Conduct a thorough analysis of these data. You will need to conduct a test of hypotheses and submit a report summarizing your findings. This is a paired data problem (see Ott, 6.4) and so you must analyze the difference in encoding time for each observation. Remember that each observation represents a test datastream. See additional details below.

  1. Write a SAS program to analyze this dataset. (50%)

    Your program should do the following:

    1. Read your data from an external file.
    2. Compute the time difference for each observation.
    3. Execute the PRINT procedure.
    4. Use the appropriate SAS procedures to produce the statistics needed to conduct your hypothesis test.

    Note: For PROC PRINT, be sure to use labels for column headings rather than variable names. Use names for data sets and variables that are meaningful. You should generate an appropriate title for the output of these procedures.

  2. Write a short analysis (no more than two pages) of the output of your SAS program. (50%)

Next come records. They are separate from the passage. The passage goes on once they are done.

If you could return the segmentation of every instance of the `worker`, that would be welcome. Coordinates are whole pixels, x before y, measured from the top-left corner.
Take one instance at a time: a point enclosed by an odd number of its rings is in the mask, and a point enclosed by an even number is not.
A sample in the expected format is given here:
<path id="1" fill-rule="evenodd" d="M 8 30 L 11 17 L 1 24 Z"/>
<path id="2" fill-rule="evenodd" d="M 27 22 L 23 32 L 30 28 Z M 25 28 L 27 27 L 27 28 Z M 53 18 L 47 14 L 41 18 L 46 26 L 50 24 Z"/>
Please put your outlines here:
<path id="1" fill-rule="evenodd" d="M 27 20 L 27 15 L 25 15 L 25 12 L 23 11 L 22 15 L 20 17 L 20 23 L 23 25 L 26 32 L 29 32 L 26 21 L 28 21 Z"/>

    Remember that your analysis is a test of hypotheses and so should at least address the following:

    1. State the primary hypotheses. That is, the NULL and ALTERNATIVE hypotheses for the experiment described above.
    2. Address the normality issue. That is, do you need to establish normality in order to address your primary hypotheses? Justify your answer.
      Note: If you think normality must be established, do not assume normality. Instead, state and address the normality hypotheses. By so doing, you will know if normality is reasonable.
    3. Determine the p-value for your primary hypotheses (i.e. compute the p-value as outlined in Step 3 of the Hypothesis Testing lecture notes). Remember to discuss the significance of the p-value obtained for the primary hypotheses.
    4. Given your findings, briefly discuss which of the implementations will be included in the final product (if necessary, conduct a Post-Hoc analysis). Also, if you find that the (I) implementation is significantly faster than the (C) implementation, then provide a point estimate of the average difference in speed with a 90% confidence interval.